For each violating path selected:

  1. In the Events pane (not the Events tab), find a Diagnostic Test that was successfully run while the path was violating (after a violation event and before the clear event). This should be around the same time as diagnostics on other paths you select for investigation.
    Screen shot of the Events pane on the performance charts page for a network path. A pink dot has the hand cursor on it and is highlighted. The corresponding events list box has a 'View' link highlighted.
  2. Click the test (represented by a pink circle) then click View. The diagnostic test appears.
  3. Select the Data Details tab (or Voice Details tab for voice-based paths).
  4. Click Advanced Mode (if available).
  5. Review the metric in violation (e.g. Data Loss). The suspected hop is the first one that shows a non-zero value where the remainder of hops to the target (or source) also show non-zero values.
    Screen shot of the Data Details tab within diagnostics for a path. The 'Data Details' tab is highlighted. Also, the 'Data Loss' column is highlighted. Data loss values are shown on hops 4, 5, and 12 (the last hop). All other hops have data loss showing '-'.
    • In this example, the issue occurred on one of the first four hops. It is seen at hop 4 but it could also be one of the first three hops where we were unable to determine data loss. In this case, looking at diagnostics on other paths and/or using the “routes” method would help clarify the source of the issue.
  6. If the suspected hop is confirmed on other impacted paths, it is the likely source of the problem.
    • If you do not find confirmation, check that selected diagnostics are close to one another in time and were taken when the problem was occurring. It is also possible that there are multiple problems occurring at the same time.
  7. Record the hostname and IP address of the suspected hop.

Exceptions:

  • No diagnostic available - If there is no diagnostic available at the right time, try one of the other violating paths.
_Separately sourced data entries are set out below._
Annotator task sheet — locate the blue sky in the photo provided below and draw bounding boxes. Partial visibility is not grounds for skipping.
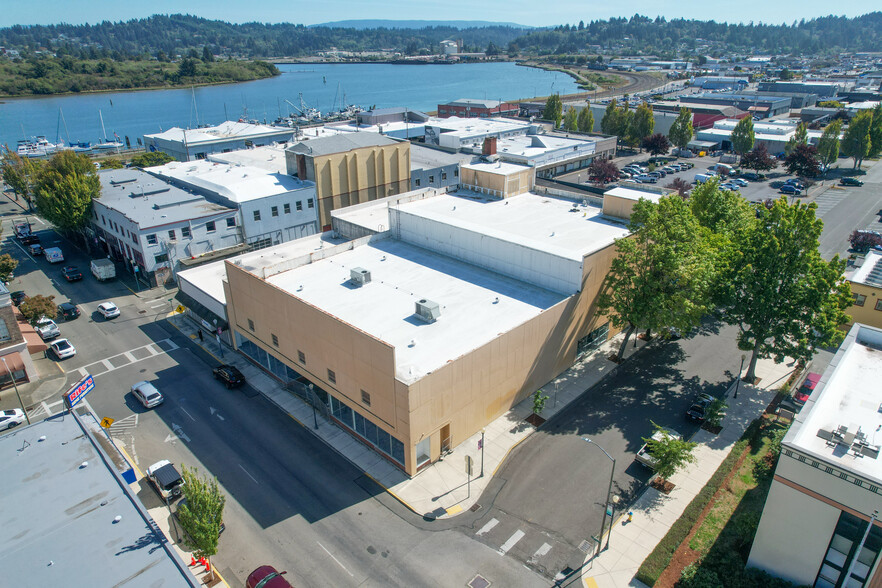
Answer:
[0,0,872,26]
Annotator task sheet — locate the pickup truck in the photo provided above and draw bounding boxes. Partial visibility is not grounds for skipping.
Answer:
[146,459,184,503]
[34,317,61,341]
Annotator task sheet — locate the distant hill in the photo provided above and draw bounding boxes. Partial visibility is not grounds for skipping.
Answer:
[309,19,534,30]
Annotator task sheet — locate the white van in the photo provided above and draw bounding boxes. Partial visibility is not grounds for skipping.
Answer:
[43,247,64,263]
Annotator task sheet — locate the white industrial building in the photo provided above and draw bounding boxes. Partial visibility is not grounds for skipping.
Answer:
[146,160,318,249]
[748,323,882,588]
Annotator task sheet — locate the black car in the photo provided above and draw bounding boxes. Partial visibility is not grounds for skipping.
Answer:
[58,302,80,321]
[9,290,28,306]
[211,364,245,388]
[61,265,83,282]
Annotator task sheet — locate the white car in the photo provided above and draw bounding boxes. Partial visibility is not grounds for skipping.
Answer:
[0,408,25,431]
[34,316,61,341]
[49,339,77,359]
[132,382,164,408]
[98,301,119,320]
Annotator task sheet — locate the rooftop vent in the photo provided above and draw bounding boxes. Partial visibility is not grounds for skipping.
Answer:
[416,298,441,323]
[349,267,371,288]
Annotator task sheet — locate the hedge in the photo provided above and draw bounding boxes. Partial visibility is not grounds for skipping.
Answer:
[635,418,762,586]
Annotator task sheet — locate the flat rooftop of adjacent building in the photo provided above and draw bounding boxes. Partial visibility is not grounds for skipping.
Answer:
[784,324,882,485]
[266,238,567,384]
[98,168,235,229]
[150,160,315,204]
[0,414,198,586]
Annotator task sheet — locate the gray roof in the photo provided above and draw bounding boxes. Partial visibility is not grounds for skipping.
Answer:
[98,169,236,229]
[0,414,199,587]
[288,133,400,155]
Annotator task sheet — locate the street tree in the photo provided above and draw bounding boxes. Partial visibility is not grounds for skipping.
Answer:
[35,151,101,246]
[784,143,821,178]
[741,143,778,172]
[867,104,882,157]
[643,133,671,156]
[600,98,621,135]
[668,108,695,149]
[132,151,175,168]
[563,108,579,132]
[588,157,619,186]
[729,116,756,161]
[542,94,563,128]
[0,253,18,282]
[818,120,842,176]
[841,110,873,169]
[18,294,58,325]
[178,466,226,579]
[631,102,655,145]
[576,104,594,133]
[643,421,698,480]
[598,194,710,361]
[719,197,851,381]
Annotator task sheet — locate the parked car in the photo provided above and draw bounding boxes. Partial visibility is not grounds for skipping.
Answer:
[145,459,184,503]
[686,393,714,423]
[0,408,25,431]
[58,302,80,321]
[61,265,83,282]
[34,316,61,341]
[635,428,683,470]
[211,364,245,388]
[245,566,294,588]
[132,382,165,408]
[9,290,28,306]
[98,301,119,320]
[49,339,77,359]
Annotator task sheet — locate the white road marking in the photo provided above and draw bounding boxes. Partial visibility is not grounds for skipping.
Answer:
[475,519,499,535]
[499,529,524,555]
[239,464,258,484]
[316,541,355,578]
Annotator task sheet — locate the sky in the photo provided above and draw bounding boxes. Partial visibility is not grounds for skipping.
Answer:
[0,0,872,27]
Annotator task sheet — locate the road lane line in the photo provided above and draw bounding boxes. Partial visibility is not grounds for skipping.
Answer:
[499,529,524,555]
[316,541,355,578]
[475,519,499,535]
[239,463,258,484]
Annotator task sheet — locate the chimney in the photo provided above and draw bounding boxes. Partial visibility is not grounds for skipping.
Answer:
[481,137,496,155]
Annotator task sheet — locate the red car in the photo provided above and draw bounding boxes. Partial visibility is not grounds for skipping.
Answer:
[245,566,294,588]
[793,372,821,404]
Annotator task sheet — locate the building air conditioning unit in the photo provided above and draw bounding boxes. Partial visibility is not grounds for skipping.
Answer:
[416,298,441,323]
[349,267,371,288]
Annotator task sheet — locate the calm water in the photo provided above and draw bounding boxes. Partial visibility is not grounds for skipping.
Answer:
[0,63,578,148]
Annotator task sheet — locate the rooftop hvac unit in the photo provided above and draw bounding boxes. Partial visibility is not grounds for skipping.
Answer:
[416,298,441,323]
[349,267,371,288]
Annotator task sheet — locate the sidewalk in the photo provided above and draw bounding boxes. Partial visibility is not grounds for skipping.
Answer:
[582,360,793,588]
[169,316,646,518]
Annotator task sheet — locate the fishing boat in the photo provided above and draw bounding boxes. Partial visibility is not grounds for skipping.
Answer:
[92,110,123,150]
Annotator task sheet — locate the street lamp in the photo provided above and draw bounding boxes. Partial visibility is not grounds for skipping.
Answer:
[0,357,31,425]
[582,437,616,557]
[733,353,747,398]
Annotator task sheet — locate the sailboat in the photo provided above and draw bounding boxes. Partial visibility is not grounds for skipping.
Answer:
[92,109,123,150]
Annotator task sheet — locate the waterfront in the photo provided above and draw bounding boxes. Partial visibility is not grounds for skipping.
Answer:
[0,62,579,149]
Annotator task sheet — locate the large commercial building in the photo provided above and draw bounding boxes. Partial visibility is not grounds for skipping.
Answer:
[223,163,628,476]
[748,324,882,588]
[285,133,410,231]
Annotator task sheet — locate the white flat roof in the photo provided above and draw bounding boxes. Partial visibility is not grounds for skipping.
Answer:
[150,160,315,203]
[400,190,629,262]
[784,323,882,483]
[267,239,566,384]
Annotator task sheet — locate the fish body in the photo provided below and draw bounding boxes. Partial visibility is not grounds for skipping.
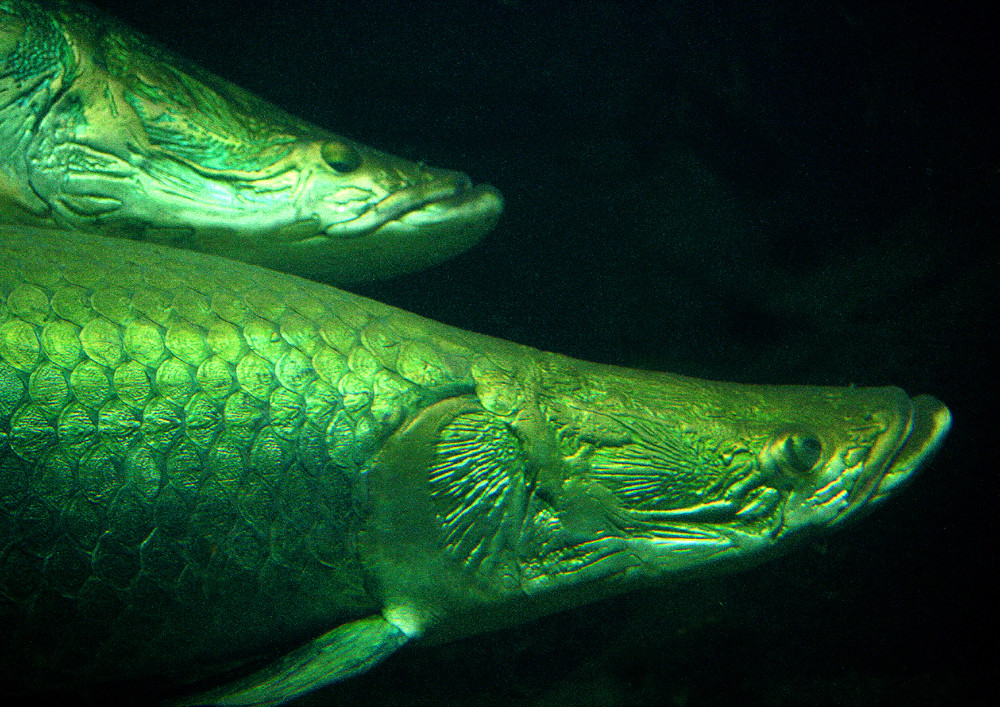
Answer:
[0,227,949,704]
[0,0,950,705]
[0,0,503,282]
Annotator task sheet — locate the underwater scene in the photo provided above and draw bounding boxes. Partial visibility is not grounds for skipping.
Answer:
[0,0,1000,707]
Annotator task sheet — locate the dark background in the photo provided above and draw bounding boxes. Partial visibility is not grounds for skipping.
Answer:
[88,0,1000,706]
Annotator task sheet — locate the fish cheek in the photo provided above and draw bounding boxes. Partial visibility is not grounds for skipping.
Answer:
[358,396,529,625]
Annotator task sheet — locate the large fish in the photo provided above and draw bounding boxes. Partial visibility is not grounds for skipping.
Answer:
[0,2,950,705]
[0,227,949,704]
[0,0,502,282]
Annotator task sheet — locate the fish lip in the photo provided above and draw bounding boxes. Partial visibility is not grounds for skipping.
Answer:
[867,395,951,505]
[323,170,503,239]
[834,391,951,522]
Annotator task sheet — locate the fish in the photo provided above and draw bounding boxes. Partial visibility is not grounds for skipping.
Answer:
[0,0,503,283]
[0,0,951,705]
[0,226,950,705]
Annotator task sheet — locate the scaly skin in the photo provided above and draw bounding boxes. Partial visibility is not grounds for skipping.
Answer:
[0,0,949,705]
[0,0,502,282]
[0,227,948,704]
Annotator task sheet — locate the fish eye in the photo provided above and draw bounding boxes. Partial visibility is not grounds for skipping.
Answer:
[320,140,361,174]
[782,434,823,474]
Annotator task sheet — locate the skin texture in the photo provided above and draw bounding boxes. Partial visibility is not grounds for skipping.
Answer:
[0,0,502,282]
[0,1,950,705]
[0,228,948,704]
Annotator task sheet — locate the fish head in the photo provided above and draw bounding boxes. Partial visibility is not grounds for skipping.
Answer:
[522,366,950,587]
[7,0,503,283]
[290,136,503,282]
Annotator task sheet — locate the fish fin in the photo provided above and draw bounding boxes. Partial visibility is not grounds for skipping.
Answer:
[177,614,408,707]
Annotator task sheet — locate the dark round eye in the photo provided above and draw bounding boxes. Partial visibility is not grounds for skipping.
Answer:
[784,434,823,473]
[320,140,361,174]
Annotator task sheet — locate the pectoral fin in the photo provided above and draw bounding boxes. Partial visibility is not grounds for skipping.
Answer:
[178,615,407,707]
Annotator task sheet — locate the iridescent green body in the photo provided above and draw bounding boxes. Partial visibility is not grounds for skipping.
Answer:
[0,228,948,704]
[0,0,502,281]
[0,0,950,705]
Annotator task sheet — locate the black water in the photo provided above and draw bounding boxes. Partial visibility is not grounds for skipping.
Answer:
[86,0,1000,707]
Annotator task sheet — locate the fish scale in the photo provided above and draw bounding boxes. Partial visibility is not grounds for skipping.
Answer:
[0,0,950,707]
[0,227,468,692]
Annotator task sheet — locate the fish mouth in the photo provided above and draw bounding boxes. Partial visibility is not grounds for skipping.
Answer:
[325,169,503,238]
[865,395,951,506]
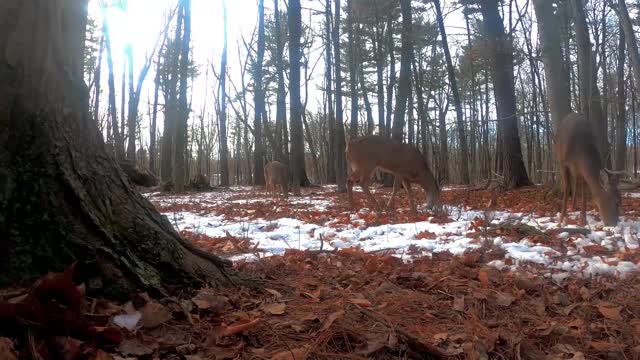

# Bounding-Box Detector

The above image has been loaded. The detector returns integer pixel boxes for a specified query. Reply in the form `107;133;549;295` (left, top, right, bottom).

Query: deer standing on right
554;113;620;226
264;161;289;199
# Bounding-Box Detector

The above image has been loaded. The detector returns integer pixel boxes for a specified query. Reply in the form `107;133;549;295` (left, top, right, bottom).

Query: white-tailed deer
264;161;289;198
554;113;620;226
346;135;440;213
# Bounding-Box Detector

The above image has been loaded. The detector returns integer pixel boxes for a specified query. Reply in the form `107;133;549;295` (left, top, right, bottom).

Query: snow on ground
147;186;640;282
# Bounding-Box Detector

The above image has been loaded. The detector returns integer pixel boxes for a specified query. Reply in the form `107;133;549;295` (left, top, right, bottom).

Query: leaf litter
0;189;640;360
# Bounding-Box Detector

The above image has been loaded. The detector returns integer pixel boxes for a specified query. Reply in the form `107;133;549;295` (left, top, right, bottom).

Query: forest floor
0;186;640;360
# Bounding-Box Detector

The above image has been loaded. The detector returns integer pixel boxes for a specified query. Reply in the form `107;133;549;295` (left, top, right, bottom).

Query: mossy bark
0;0;235;295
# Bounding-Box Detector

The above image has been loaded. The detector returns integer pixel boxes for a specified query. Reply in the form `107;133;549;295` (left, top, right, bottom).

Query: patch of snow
152;186;640;282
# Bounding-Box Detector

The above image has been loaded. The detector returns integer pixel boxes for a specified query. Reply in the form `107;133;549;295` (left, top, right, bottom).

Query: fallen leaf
433;333;449;344
176;344;196;355
496;293;516;307
213;318;260;338
349;298;371;308
590;341;625;351
191;289;230;314
264;288;282;299
263;303;287;315
142;302;171;329
271;345;309;360
113;311;142;331
478;270;489;287
356;336;387;356
0;337;18;360
453;296;464;311
598;305;622;321
184;355;202;360
319;311;344;332
53;336;82;360
118;339;158;356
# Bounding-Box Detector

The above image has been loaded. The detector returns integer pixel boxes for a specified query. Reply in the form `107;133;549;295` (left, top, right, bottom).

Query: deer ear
600;169;609;190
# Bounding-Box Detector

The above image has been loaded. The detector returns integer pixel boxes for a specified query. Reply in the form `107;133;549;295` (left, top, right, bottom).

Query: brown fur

Alternatively, if the issue is still occurring, trigger a diagnostic manually (continue reviewing other paths while this completes).
    • In general, diagnostics are triggered when a threshold is violated but it will be postponed or removed from the queue if there are too many diagnostics currently in progress.
  • “Diagnostic Failed” message - The message “Diagnostics Failed - Cannot complete inbound diagnostics because the target monitoring point is not in the same organizational hierarchy as the source monitoring point.” can be safely disregarded. Outbound diagnostics provide the information necessary to determine the problem source.
  • No measurements showing - A hop may be missing or may not show any data other than an IP address and hostname if it does not respond to ICMP packets either because it is configured that way or because it is too heavily loaded.
  • Measurements not above thresholds - If the metric in violation (e.g. Data Loss) does not show values above the alert threshold (e.g. > 3%), it is possible that the diagnostic completed after the violation cleared or that the network condition is intermittent and the diagnostic was was taken at a time of improved performance but before the violation cleared. In this case, continue with one of the other selected paths.
Step 5: Document your findings and investigate the suspected device(s).

To finish the process:

  1. Record your findings
    1. Copy and save a deep link to relevant paths.
    2. Download PDFs and take screenshots of charts (include path name and time stamps).
    3. Attach relevant information to your issue tracking ticket.
  2. Investigate devices at the suspected hop(s) to determine what caused the problem. Keep in mind:
    • if you don’t control the suspected hop(s), pass the information you’ve collected to the service provider that does. Use the Networks view to determine who is responsible for the suspected hop(s).
    • knowledge of network changes at that time the problem started (e.g., hardware changes, software upgrades, or configuration changes).
    • the suspected source of the problem may not be a specific hop in all cases but hops at the same location (e.g., same hostname prefix).
    • the issue can be at the suspected hop, the previous hop, or any infrastructure in between the two.